上面的HPA的flag参数，可以修改，但是需要API v2beta1，只有只有1.18 以上版本的k8s才有这个功能。而且这个API目前处于beta1，因此在OCP上，不建议进行修改，修改了不生效我不保证800支持。而且5分钟时间上也够了。我们知道有这档子事就可以，后面这个API正式GA后再用不迟。

修改的方式我列出来：

问题3：OCP上如何定制化HPA

OCP上默认有Prometheus，但如果定制化参数，我建议新部署一个Prometheus。让OCP自带的Prometheus做它默认干的事情。本质上，custom hpa并不是说必须使用新的prometheus，使用ocp自带的监控系统也是可以的。只不过，处于业务监控和基础设施监控分离的原则，可以新建promethues专门负责采集业务应用层面的指标，比如实验中和http request。

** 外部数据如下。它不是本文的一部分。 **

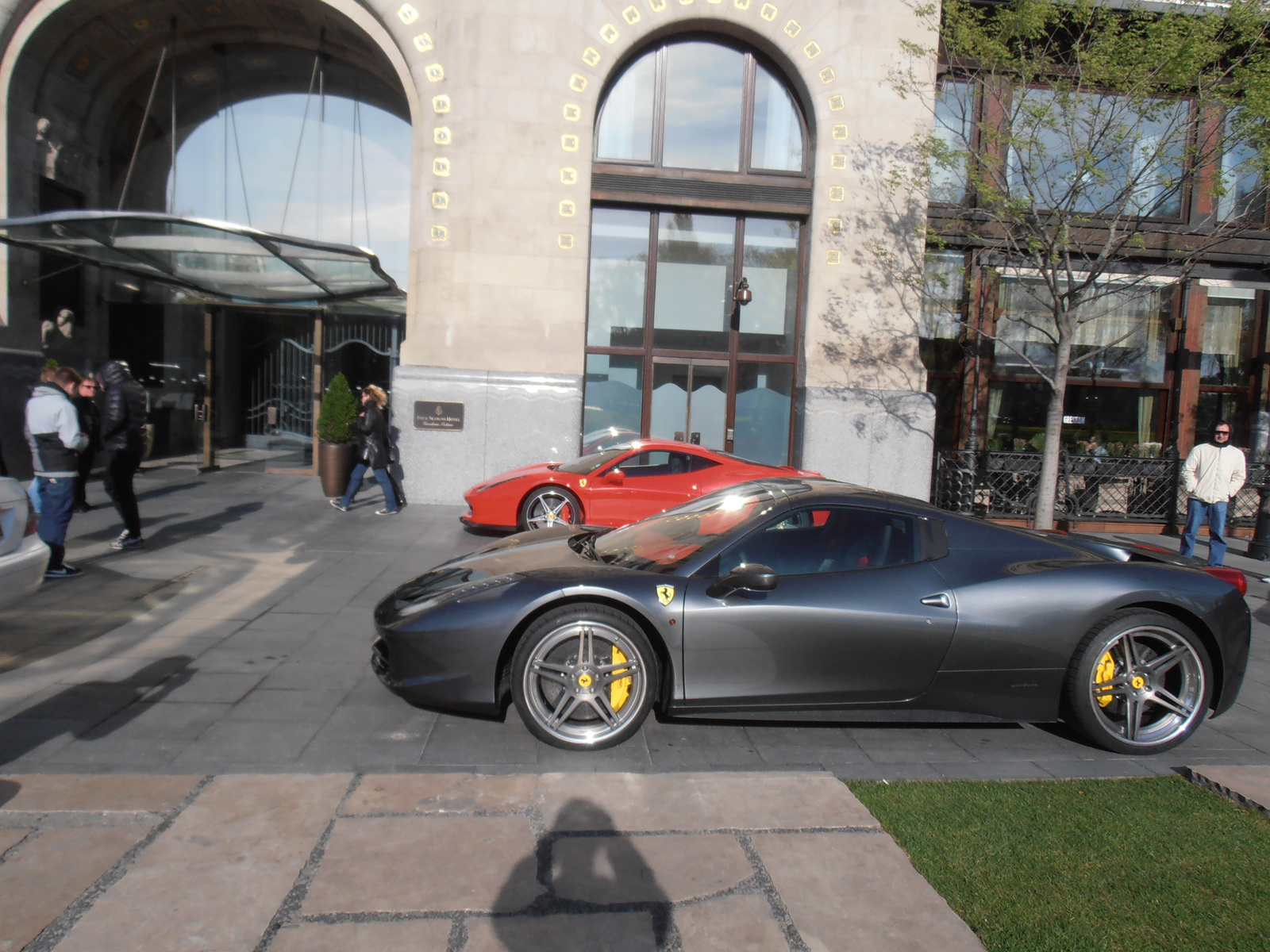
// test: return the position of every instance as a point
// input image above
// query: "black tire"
(549, 505)
(563, 692)
(1140, 683)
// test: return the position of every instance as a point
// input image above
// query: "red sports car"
(615, 486)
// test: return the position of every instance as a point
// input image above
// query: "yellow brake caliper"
(1104, 673)
(620, 689)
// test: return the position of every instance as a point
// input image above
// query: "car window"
(829, 539)
(664, 463)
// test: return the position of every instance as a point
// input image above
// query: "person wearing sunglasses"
(1212, 475)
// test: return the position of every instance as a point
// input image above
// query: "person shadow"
(598, 894)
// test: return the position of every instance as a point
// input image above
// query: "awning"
(213, 258)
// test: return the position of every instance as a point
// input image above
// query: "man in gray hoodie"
(55, 441)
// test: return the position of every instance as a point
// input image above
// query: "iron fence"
(1109, 489)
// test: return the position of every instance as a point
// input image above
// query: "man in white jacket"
(1212, 475)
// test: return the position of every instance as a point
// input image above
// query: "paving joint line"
(56, 931)
(289, 911)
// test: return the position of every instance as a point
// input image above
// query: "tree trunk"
(1047, 486)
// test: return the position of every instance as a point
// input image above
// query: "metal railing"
(1104, 488)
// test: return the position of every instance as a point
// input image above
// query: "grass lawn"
(1138, 865)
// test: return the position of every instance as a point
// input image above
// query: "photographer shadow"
(600, 892)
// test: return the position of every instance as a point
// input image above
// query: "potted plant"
(334, 438)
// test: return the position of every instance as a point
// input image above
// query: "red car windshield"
(662, 543)
(590, 463)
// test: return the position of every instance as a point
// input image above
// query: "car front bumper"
(22, 570)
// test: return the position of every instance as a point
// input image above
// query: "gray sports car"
(806, 600)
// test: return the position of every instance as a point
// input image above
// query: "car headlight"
(456, 593)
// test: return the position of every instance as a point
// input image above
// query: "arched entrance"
(702, 187)
(102, 97)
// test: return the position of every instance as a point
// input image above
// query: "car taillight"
(1232, 575)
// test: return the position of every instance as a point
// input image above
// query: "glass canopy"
(217, 259)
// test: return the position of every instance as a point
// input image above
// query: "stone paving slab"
(1249, 786)
(457, 863)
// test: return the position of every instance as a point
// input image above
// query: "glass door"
(690, 401)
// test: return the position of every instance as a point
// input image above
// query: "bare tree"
(1076, 144)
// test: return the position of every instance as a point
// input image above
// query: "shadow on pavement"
(83, 708)
(598, 890)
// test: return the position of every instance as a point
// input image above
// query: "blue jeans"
(1197, 511)
(355, 482)
(56, 499)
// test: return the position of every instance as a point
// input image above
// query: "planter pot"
(334, 465)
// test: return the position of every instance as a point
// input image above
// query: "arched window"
(700, 181)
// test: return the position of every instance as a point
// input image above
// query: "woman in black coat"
(372, 444)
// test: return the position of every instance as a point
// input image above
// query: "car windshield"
(590, 463)
(662, 543)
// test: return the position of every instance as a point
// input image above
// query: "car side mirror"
(749, 577)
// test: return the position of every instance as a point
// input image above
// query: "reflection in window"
(626, 122)
(1137, 167)
(694, 281)
(1241, 181)
(614, 400)
(704, 92)
(619, 277)
(762, 419)
(940, 332)
(778, 131)
(1126, 338)
(770, 264)
(954, 121)
(1227, 336)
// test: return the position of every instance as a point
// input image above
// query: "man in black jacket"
(124, 438)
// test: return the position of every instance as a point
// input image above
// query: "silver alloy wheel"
(1156, 687)
(548, 509)
(569, 683)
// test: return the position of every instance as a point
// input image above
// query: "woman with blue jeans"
(372, 437)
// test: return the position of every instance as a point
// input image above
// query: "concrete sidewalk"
(457, 863)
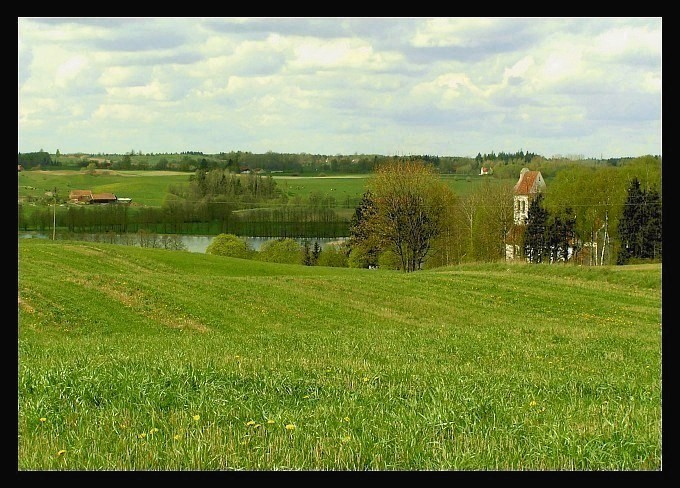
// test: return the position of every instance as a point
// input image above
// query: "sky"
(446, 86)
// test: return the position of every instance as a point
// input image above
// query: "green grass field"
(150, 187)
(145, 359)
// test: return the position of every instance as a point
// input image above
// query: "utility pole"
(54, 218)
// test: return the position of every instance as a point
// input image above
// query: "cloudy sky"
(368, 85)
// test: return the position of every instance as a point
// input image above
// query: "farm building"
(80, 196)
(86, 196)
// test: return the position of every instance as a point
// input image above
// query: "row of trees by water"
(409, 219)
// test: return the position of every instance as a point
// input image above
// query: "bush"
(389, 260)
(332, 255)
(281, 251)
(229, 245)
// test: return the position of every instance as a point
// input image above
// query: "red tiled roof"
(76, 194)
(103, 196)
(526, 182)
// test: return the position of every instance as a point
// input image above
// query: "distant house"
(86, 196)
(529, 185)
(80, 196)
(103, 198)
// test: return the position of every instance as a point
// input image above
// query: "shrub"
(229, 245)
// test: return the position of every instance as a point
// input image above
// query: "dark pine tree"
(360, 234)
(640, 225)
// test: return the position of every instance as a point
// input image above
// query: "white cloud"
(455, 86)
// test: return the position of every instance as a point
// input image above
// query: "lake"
(200, 243)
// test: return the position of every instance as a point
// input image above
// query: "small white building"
(530, 184)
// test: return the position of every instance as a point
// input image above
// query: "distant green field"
(150, 187)
(145, 359)
(144, 187)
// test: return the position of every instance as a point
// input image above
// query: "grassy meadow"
(150, 188)
(146, 359)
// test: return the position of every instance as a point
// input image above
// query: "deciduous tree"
(410, 200)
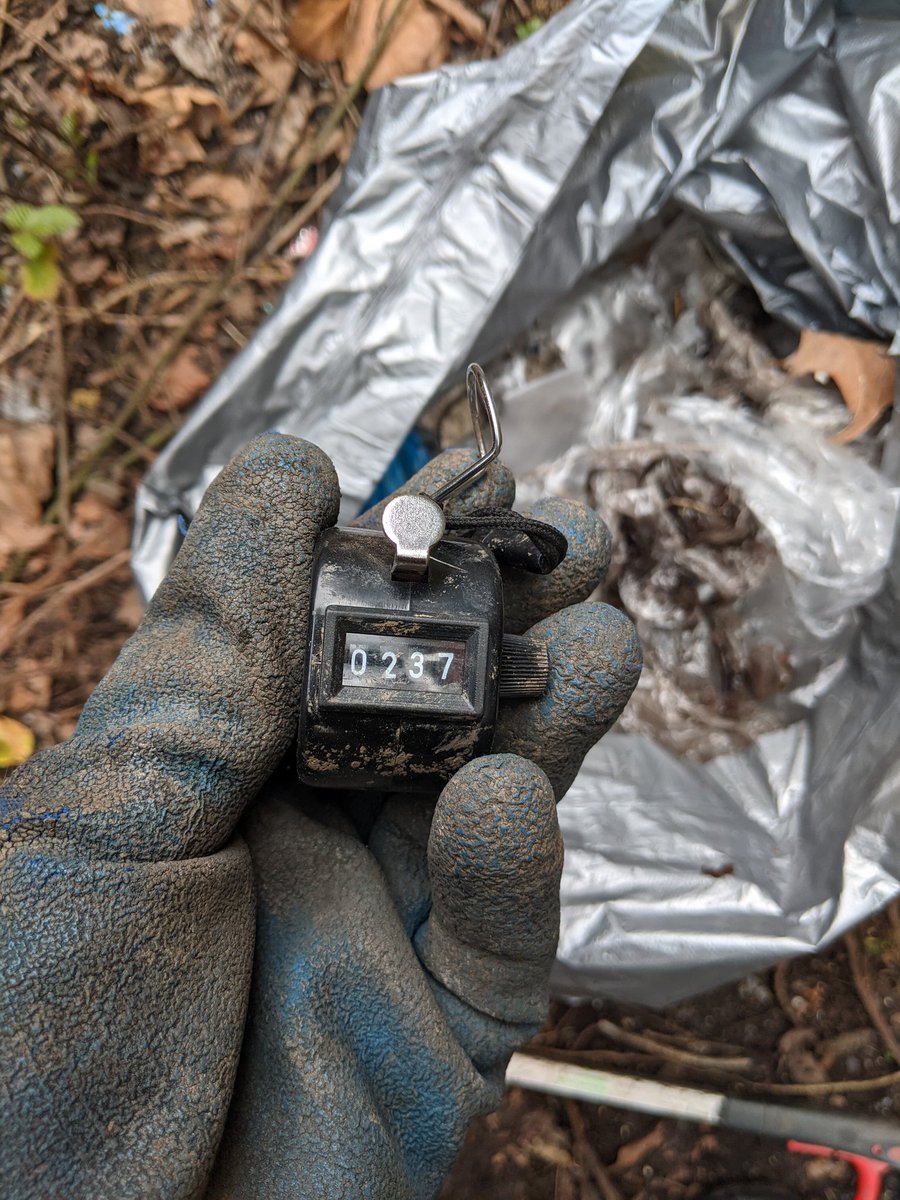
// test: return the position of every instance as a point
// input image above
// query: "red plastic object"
(870, 1173)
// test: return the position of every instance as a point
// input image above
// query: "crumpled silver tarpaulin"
(475, 199)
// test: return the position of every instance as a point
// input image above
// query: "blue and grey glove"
(216, 983)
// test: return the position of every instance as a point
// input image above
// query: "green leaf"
(71, 129)
(53, 220)
(41, 277)
(29, 245)
(529, 27)
(17, 217)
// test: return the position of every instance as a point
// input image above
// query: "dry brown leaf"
(151, 73)
(316, 29)
(31, 688)
(231, 191)
(96, 528)
(25, 483)
(198, 54)
(862, 371)
(171, 154)
(420, 41)
(131, 607)
(469, 22)
(161, 12)
(84, 400)
(23, 46)
(87, 270)
(187, 377)
(178, 103)
(275, 70)
(17, 742)
(193, 229)
(293, 123)
(90, 51)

prometheus本质是去抓应用的指标，也就是说，如果从prometheus的一个指标中获取应用的指标，那么这个应用就必须公开这个指标（写应用的时候公开，或者用sidecar）。

我们想在OCP中通过客户化指标，如http_requests实现HPA，那就需要：

1. 应用开放了这个指标，否则Promthues 没法抓。

2. 需要部署一个Promthues adapter，这个adapter有http_requests的指标。部署完adapter后，它会挺API。Promthues抓到应用http_requests的数据后，会让在adpter中，然后HPA和这个adapter的API对接，才能通过http_requests进行HPA。http_requests是让HPA能够用http_requests指标的桥梁。

下面步骤的逻辑是：

一个新的HPA=====>一个新指标=======>一个新的Promthues adapter============>1个新的Promthues实例=====>1个新的service monitor实例===>一个新的namespace===>一个新的被监控的应用

配置步骤如下：

部署Prometheus Operator，通过UI部署Prometheus Operator

[[email protected] ~]$ oc new-project my-prometheus

在OCP的OperatorHub中安装Prometheus Operator到my-prometheus项目中 click Operators > Installed Operators > Prometheus Operator

创建Service Monitor实例

（Watch pods based on a matchLabel selector

Be watched by a Prometheus instance based on the Service Monitor's labels）

apiVersion: monitoring.coreos.com/v1

kind: ServiceMonitor

metadata:

labels:

lab: custom-hpa

spec:

namespaceSelector:

matchNames:

- my-prometheus

- my-hpa

selector:

matchLabels:

app: pod-autoscale

endpoints:

- port: 8080-tcp

interval: 30s

创建Prometheus实例

kind: Prometheus

prometheus: my-prometheus

namespace: my-prometheus

replicas: 2

serviceAccountName: prometheus-k8s

securityContext: {}

serviceMonitorSelector:

lab: custom-hpa

创建并查看prometheus的路由：

[[email protected] ~]$ oc expose svc prometheus-operated -n my-prometheus

route.route.openshift.io/prometheus-operated exposed

[[email protected] ~]$ oc get route prometheus-operated -o jsonpath='{.spec.host}{"\n"}' -n my-prometheus

prometheus-operated-my-prometheus.apps.weixinyucluster.bluecat.ltd

现在已经部署了ServiceMonitor和Prometheus实例，我们应该能够在Prometheus UI中查询http_requests_total指标，但是没有数据。缺少两个关键要素：

Prometheus没有适当的RBAC权限来查询其他名称空间。

没有设置可以转换Kubernetes HPA的Prometheus指标的适配器

首先，可以通过为my-prometheus命名空间中的Prometheus使用的ServiceAccount赋予对my-hpa命名空间的适当访问权限来解决RBAC权限。

$ echo "---

kind: RoleBinding

apiVersion: rbac.authorization.k8s.io/v1

namespace: my-hpa

subjects:

- kind: ServiceAccount

namespace: my-prometheus

roleRef:

apiGroup: rbac.authorization.k8s.io

kind: ClusterRole

返回Prometheus用户界面，再次对http_requests_total执行查询，您应该会看到结果。如果没有立即看到结果，请耐心等待。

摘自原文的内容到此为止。